To answer your question exactly as asked, probably not. 

But there's more. Since this is home defense weapon, there is NO premium on 'small'. A home defense firearm doesn't have to be concealed, doesn't have to be worn under 'summer clothes' and the weight is immaterial to a large extent, as it isn't carried for long periods of time or distance. I also suggest - opine - a 'larger' gun may be more visible to an intruder and therefore may send the intruder running, removing the need to injure and possibly kill some nitwit. (Saving the homeowner much aggravation and inconvenience at least.) 

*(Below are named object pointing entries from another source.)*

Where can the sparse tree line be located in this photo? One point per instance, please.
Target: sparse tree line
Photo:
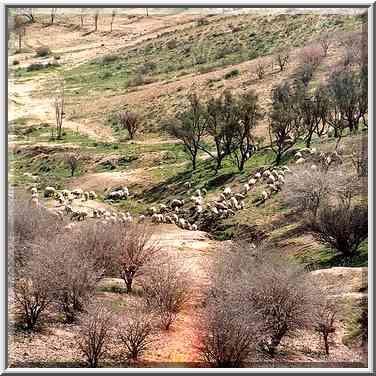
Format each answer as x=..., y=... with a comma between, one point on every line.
x=224, y=126
x=255, y=302
x=56, y=269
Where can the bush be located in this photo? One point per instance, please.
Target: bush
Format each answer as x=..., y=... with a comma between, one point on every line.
x=94, y=334
x=231, y=74
x=136, y=331
x=42, y=51
x=165, y=290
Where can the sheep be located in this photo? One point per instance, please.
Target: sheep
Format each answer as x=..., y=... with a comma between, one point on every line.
x=270, y=180
x=92, y=195
x=65, y=192
x=220, y=205
x=176, y=203
x=49, y=191
x=78, y=192
x=239, y=196
x=34, y=202
x=199, y=209
x=233, y=202
x=152, y=210
x=264, y=195
x=79, y=215
x=227, y=191
x=252, y=181
x=182, y=222
x=163, y=208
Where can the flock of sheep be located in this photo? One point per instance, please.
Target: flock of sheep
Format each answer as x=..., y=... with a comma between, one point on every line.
x=186, y=214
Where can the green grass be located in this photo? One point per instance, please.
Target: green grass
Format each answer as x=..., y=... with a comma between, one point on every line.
x=324, y=257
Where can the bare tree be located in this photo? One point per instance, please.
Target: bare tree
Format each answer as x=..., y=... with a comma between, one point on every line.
x=131, y=122
x=113, y=14
x=59, y=107
x=53, y=14
x=73, y=276
x=189, y=127
x=341, y=226
x=82, y=17
x=73, y=161
x=285, y=125
x=306, y=189
x=136, y=331
x=135, y=249
x=165, y=289
x=324, y=319
x=32, y=291
x=260, y=70
x=282, y=58
x=96, y=17
x=325, y=43
x=94, y=334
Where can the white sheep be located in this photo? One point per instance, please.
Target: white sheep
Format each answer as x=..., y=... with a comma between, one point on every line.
x=227, y=191
x=252, y=181
x=198, y=209
x=264, y=195
x=92, y=195
x=49, y=191
x=78, y=192
x=163, y=208
x=239, y=196
x=176, y=203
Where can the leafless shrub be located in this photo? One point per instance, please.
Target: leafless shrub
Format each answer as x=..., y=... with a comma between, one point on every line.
x=324, y=318
x=59, y=107
x=282, y=58
x=134, y=250
x=131, y=122
x=325, y=43
x=165, y=289
x=32, y=291
x=136, y=330
x=306, y=189
x=28, y=225
x=260, y=70
x=94, y=334
x=73, y=276
x=311, y=55
x=73, y=161
x=342, y=226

On the other hand, if you are (at least currently) restricted to one sidearm, and that sidearm will also be used for concealed carry in public, then one must address that issue as well. However, a slight lack of sight radius will not seriously detract from practical, self-defense accuracy.


----------



## DJ Niner (Oct 3, 2006)

Short answer: as long as you can hit the vital zone on a target at 12 yards with your gun/ammo combo, you're good-to-go. 

It might be easier with a larger firearm, but as long as you can hit with a smaller gun (or are willing to get the training and put in the practice needed to learn to hit with it), you're good. There might even be a few advantages to having a smaller pistol/revolver. Some defensive shooting authorities have made the point that a smaller handgun is often more difficult to "take away" from the defender (should the user be surprised/"jumped" by the bad guy at close range), as it offers the perp less barrel/slide to grab on to, and less leverage to pry it out of your hands if he DOES get a hand on it. On a 5" barrel (or longer) pistol, sometimes another person can grab the barrel/slide in such a way that they might not get shot or muzzle-flamed on firing; on a 2" revolver or a 3.5" pistol, that's MUCH harder to do. Of course, as in most things, a person can go too far in any given direction. If the pistol in question is so small it only offers the owner a two-fingered grip, then it might actually be EASIER to grab it out of the owner's hands than a full-size pistol with a full-size grip.


----------



## paratrooper (Feb 1, 2012)

Is _maximal_ even a word? :watching:

Oh, and by the way, the answer to your question is no.


----------



## Cait43 (Apr 4, 2013)

paratrooper said:


> Is _maximal_ even a word? :watching:


It is now.......... 
Maximal | Definition of Maximal by Merriam-Webster


----------



## paratrooper (Feb 1, 2012)

word choice - "Maximum" vs. "maximal" - English Language & Usage Stack Exchange

I give up.........It seems I can't keep up anymore. :smt119


----------



## Bisley (Aug 24, 2008)

If minimal is a word, then maximal must be, too.

On the question asked, I would simply say that most folks see a major difference in their ability to hit small targets, between full sized pistols and subcompacts. However, lots of practice with subcompacts can close the gap dramatically. At least, that has been my experience. And, I agree that a full sized handgun is usually preferable for everything except deep concealment.


----------



## Cannon (May 1, 2016)

My home doesn't offer a shot of more than 7yds so for me I don't believe 5/8" would make much difference at 7 or 12yds when shooting for center of mass.


----------